Vize-Europameister Deutschland ist mit einer herben Enttäuschung ins Länderspiel-Jahr 2009 gestartet.

Die Elf von Bundestrainer Joachim Löw enttäuschte beim 0:1 (0:0) im Härtetest gegen Norwegen auf ganzer Linie, offenbarte Schwächen in allen Mannschaftsteilen und muss sich auf dem Weg zur WM-Endrunde in Südafrika gehörig steigern. Vor 45.000 Zuschauern in Düsseldorf erzielte Christian Grindheim in der 63. Minute den Siegtreffer für die Wikinger, die im Jahr 2008 keinen einzigen Sieg errungen hatten.

Idealformation im Mittelfeld

Damit wurde die DFB-Auswahl durch den Weltranglisten-58. für ein zu behäbiges Spiel bestraft. Außerdem machte sich der dreimalige Welt- und Europameister, der erstmals unter Löw zwei Spiele in Folge verlor, mit vielen Ballverlusten und zahlreichen Schwächen in der Hintermannschaft das Leben immer wieder selbst schwer.

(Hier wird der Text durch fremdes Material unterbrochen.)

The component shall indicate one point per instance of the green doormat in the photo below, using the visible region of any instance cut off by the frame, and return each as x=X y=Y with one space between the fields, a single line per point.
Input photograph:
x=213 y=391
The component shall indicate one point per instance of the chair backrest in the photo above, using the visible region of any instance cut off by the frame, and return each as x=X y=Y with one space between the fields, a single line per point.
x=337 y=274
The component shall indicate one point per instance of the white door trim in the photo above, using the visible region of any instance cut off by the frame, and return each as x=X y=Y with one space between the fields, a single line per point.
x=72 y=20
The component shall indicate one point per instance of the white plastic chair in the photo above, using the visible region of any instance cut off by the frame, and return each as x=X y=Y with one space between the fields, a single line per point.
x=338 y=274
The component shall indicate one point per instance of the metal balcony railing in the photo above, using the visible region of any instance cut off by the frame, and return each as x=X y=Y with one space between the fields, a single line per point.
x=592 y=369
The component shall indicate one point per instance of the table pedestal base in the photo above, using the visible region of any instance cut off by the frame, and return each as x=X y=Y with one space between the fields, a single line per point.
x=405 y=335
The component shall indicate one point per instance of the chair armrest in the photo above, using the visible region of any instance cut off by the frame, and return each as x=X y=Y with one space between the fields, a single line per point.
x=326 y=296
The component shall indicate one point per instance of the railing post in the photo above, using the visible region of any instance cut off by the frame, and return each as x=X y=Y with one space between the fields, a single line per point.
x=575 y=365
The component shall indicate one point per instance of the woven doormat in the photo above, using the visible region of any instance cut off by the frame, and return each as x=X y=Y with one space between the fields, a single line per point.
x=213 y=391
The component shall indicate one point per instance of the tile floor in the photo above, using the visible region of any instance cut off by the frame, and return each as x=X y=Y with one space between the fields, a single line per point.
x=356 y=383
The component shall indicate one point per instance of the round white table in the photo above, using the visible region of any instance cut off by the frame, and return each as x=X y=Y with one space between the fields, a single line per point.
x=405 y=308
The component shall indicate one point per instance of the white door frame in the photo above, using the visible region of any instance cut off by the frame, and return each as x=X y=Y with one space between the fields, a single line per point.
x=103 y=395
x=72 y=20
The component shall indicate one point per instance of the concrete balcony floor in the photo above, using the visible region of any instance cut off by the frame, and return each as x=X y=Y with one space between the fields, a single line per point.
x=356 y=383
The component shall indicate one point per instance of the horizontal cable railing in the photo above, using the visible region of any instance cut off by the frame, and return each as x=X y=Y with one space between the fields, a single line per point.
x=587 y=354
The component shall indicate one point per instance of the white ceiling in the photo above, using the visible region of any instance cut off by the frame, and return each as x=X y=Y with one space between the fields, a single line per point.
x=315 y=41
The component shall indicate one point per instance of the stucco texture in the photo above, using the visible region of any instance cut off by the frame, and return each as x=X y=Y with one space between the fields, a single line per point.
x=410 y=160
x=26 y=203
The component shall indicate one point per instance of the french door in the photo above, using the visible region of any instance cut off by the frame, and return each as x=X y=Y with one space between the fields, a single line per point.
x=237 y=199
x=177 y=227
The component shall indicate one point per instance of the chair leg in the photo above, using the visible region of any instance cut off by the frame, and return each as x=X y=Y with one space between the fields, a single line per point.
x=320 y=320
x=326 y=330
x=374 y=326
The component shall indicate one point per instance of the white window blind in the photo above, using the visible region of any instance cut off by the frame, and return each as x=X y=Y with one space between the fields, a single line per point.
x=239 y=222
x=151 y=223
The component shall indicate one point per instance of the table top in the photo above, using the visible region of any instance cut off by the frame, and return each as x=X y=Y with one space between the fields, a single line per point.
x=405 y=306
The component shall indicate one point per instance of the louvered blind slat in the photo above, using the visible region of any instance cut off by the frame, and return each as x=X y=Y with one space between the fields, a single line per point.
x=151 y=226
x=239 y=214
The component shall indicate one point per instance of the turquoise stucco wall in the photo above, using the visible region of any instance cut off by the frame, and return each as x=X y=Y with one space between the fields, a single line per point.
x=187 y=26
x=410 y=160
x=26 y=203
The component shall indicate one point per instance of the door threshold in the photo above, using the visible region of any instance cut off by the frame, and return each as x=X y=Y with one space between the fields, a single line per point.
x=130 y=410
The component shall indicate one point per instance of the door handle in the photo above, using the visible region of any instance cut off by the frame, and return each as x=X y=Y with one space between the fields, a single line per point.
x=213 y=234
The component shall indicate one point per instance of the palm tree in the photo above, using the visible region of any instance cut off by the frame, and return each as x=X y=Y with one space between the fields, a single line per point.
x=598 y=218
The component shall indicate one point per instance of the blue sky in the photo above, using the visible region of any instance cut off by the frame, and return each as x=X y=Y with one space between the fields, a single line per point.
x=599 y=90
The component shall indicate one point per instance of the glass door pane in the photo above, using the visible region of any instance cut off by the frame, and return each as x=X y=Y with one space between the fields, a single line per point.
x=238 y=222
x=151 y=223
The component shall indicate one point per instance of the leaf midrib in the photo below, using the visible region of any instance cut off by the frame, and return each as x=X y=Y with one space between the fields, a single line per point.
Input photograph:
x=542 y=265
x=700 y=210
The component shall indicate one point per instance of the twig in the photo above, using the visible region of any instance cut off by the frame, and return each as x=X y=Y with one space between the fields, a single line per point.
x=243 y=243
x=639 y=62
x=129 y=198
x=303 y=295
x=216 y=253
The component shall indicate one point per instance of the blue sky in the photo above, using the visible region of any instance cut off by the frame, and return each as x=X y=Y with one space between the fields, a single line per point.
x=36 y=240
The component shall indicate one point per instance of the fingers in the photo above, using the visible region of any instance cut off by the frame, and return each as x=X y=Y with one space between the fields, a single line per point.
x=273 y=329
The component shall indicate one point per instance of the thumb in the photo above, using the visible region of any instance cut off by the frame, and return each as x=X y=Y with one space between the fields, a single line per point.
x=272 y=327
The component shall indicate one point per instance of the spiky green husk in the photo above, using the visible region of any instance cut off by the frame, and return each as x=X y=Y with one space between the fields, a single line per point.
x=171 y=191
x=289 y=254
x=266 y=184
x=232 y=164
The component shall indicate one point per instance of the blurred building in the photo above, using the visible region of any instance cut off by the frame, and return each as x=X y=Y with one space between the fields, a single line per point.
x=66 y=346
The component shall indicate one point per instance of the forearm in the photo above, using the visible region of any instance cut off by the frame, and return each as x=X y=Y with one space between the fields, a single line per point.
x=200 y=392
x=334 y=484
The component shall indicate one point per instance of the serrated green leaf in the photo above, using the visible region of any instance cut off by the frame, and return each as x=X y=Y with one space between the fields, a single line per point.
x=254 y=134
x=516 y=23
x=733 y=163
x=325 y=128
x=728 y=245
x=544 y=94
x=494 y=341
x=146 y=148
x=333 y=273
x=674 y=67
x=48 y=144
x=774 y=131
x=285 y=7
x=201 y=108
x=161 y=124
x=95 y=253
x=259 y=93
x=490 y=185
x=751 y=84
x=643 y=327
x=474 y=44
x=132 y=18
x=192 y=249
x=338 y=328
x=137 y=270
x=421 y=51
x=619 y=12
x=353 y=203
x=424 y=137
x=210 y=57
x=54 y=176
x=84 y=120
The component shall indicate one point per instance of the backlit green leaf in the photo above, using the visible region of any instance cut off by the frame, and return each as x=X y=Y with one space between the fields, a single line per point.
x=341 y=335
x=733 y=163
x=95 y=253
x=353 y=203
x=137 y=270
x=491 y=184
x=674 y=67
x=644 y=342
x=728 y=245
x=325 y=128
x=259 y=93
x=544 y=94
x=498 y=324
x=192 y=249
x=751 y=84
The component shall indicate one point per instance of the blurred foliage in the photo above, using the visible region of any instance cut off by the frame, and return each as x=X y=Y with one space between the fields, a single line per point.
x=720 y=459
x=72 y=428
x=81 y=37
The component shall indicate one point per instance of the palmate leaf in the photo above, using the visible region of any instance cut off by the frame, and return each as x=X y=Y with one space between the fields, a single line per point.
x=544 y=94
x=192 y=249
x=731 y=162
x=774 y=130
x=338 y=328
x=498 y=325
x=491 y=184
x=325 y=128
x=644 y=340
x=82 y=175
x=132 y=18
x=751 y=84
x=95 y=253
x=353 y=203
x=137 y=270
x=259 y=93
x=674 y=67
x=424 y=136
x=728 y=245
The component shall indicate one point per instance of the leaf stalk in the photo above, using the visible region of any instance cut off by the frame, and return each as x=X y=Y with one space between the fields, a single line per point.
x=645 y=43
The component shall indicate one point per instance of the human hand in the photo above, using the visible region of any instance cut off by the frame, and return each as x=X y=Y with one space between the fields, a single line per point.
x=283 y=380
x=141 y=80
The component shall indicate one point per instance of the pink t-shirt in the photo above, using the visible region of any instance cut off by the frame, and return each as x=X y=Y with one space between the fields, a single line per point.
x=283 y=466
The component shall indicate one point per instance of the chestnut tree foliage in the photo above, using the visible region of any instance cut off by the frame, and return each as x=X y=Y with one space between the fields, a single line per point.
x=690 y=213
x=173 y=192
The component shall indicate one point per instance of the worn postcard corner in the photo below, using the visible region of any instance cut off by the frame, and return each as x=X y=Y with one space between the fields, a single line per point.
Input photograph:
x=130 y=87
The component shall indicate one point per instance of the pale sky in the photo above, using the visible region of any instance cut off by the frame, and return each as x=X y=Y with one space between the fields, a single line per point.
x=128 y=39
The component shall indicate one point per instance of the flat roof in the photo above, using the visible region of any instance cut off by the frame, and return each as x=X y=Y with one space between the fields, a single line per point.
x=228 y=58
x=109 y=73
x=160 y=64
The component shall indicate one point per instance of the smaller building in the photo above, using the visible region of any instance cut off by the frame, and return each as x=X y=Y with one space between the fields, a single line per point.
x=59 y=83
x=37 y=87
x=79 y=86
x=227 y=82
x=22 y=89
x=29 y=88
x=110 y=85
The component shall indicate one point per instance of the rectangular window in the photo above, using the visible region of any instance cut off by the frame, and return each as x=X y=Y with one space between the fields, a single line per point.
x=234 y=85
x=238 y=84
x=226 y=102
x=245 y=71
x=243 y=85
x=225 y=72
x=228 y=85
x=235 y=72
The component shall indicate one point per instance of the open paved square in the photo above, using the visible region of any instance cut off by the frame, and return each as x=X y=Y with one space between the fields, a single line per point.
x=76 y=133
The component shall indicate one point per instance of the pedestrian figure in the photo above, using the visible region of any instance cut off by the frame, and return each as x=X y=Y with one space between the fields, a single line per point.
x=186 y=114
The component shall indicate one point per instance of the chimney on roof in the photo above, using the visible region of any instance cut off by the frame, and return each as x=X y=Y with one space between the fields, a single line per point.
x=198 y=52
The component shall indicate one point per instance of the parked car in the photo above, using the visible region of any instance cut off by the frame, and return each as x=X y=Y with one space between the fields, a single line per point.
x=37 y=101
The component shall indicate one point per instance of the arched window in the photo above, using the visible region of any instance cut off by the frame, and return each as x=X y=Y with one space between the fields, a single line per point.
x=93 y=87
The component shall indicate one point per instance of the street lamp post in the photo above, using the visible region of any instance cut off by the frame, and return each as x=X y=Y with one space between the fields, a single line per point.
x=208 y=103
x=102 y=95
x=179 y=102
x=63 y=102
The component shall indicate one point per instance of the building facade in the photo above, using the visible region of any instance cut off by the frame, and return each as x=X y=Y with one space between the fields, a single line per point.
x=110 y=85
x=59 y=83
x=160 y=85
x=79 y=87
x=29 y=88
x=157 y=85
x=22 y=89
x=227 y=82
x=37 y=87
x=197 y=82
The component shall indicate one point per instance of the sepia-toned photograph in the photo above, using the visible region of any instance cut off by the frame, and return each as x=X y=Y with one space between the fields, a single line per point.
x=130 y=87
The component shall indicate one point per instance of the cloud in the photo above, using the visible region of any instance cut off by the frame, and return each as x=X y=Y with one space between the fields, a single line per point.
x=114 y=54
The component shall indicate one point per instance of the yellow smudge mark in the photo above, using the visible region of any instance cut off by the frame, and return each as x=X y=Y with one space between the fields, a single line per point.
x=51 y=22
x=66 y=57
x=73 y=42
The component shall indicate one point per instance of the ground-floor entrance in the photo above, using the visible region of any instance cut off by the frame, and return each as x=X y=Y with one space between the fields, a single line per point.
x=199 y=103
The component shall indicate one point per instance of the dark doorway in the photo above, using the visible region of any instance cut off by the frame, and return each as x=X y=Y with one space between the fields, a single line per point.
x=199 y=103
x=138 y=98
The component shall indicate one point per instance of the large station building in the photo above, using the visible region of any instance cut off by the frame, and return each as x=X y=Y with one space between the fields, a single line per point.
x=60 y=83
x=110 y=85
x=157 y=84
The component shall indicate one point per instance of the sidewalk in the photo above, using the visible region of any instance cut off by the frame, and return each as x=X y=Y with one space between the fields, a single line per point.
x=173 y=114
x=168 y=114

Dabei konnte Löw im Gegensatz zum letzten Länderspiel gegen England (1:2) im November vergangenen Jahres wieder auf seine Idealformation im Mittelfeld zurückgreifen. Neben Kapitän Michael Ballack, der zu seinem 90. Länderspiel kam und damit in der Rekordliste zu Rudi Völler auf Platz 13 aufschloss, und Bastian Schweinsteiger sowie Piotr Trochowski stand auch erstmals seit dem EURO-Finale wieder Torsten Frings in der Startformation.

Adler pariert

In der gesamten ersten Hälfte kam das deutsche Spiel nicht in Schwung. Die einzige Großchance im ersten Durchgang besaß der Stuttgarter Mario Gomez. Nach einer Kopfball-Vorlage seines Sturmpartners Miroslav Klose setzte der 23-Jährige, der vor gut zwei Jahren an gleicher Stelle beim 3:1 gegen die Schweiz sein Debüt für Deutschland gegeben und dabei sein erstes Länderspiel-Tor erzielt hatte, den Ball aus kurzer Entfernung neben das Tor (10.).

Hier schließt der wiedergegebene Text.